涙、涙で、タオル持って行かないと
横沼蜂場の入口には蜜蜂が蜜や花粉を採るセイタカアワダチソウが満開
「先ほど見てもらいました初代忠造さんの日記を見ると、しょっちゅう家に電報を打っていますね。当時は下手するとひと冬、千葉に居るようなこともあったみたいですよ。それで、私は、会津よりずっと暖かい県内の浜通りにも蜂場を確保してあるんです、大熊町。東日本大震災の時の東京電力福島第一原子力発電所事故による放射能汚染の問題があるもんで、育成と越冬で蜂場を借りているんですよ。大熊町では蜜は一切採らないし、育成だけです。今、大熊町で蜂場の申請をしているのはうちだけです。
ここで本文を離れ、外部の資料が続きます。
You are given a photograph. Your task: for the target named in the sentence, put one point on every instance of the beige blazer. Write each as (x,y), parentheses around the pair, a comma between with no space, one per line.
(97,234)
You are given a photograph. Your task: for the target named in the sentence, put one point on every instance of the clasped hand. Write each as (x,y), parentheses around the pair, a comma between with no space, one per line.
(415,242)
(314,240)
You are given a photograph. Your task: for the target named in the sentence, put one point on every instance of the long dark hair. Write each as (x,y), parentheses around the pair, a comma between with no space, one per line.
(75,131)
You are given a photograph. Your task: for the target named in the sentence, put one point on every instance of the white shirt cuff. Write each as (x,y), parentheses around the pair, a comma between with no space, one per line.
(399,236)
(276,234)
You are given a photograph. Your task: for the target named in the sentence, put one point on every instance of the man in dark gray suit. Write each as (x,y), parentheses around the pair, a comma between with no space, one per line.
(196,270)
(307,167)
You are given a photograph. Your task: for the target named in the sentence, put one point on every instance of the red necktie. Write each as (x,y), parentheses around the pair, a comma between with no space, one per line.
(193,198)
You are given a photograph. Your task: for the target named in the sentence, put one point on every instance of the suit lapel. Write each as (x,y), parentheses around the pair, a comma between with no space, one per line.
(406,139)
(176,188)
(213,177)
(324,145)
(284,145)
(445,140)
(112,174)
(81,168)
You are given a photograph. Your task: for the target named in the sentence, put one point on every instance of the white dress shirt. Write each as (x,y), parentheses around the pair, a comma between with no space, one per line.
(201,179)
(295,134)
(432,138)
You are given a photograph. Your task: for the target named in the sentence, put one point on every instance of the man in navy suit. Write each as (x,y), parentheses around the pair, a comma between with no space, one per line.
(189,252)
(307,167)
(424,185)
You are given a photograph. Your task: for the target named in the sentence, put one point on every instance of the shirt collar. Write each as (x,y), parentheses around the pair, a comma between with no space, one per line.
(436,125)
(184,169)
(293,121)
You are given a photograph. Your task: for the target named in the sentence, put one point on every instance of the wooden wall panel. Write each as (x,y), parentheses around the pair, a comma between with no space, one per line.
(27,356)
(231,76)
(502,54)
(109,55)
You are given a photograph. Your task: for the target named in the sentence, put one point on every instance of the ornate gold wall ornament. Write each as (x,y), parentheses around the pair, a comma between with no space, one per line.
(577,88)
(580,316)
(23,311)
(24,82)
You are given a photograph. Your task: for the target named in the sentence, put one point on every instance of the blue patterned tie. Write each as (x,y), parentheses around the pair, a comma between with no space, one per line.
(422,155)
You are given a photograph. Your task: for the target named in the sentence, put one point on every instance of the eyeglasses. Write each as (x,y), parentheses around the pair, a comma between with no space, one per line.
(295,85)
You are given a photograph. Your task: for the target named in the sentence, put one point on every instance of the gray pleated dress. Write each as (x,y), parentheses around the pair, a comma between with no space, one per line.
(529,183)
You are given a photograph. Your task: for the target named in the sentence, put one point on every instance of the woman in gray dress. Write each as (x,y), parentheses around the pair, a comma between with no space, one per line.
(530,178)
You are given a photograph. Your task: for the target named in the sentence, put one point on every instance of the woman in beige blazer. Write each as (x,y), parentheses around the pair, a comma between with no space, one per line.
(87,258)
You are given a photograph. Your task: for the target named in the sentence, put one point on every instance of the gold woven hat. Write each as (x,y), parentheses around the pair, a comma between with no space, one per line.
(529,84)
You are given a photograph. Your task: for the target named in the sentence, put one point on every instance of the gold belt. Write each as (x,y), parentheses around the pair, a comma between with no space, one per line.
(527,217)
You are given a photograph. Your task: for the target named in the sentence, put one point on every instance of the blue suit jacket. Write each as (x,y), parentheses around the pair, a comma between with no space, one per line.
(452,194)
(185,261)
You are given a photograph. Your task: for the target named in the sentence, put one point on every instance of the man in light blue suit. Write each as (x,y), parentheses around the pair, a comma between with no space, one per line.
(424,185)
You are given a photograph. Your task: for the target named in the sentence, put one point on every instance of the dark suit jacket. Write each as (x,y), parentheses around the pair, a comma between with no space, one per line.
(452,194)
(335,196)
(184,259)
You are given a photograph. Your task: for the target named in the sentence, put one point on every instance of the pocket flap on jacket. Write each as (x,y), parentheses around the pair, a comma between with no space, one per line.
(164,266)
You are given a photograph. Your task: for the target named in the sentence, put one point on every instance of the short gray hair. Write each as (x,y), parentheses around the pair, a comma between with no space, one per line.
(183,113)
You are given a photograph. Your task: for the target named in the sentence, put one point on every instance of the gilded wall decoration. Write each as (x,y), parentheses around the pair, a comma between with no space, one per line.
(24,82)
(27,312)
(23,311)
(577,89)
震災の後、大熊町から会津若松市に町の人口の5、6割が避難して来て、仮役場が出来て、大熊中学校の仮校舎が出来て、卒業式なんかもやって、ちょうど私が地元の自治会長をやっていて、中学校の卒業式に地元代表で出席しましたけど、涙、涙で、タオル持って行かないと駄目ですよ。身内みたいに思っていて、だから大熊町に蜂場の申請をしたんですよ。復興にはまだまだ10年単位で掛かりますよね。越冬だけで言えば千葉の方が良いですよ。千葉は3月からの気温の上昇がものすごいんですよ。4月になると、もう割り出しが出来るんですよ。雄蜂が3月下旬には生まれてくるんですよ。浜通りは一か月遅れますからね」
先ほどからスズメバチの捕獲器を掃除している久雄さんだが、私との話ばかりに集中して蜂場の仕事はしないで良いのか気掛かりになってきた。
「今日は雨模様だったので、捕獲器の掃除とか整理をしようかなと思っていましたので……」と、慌てる様子はない。時計を見ると、もう昼を過ぎていた。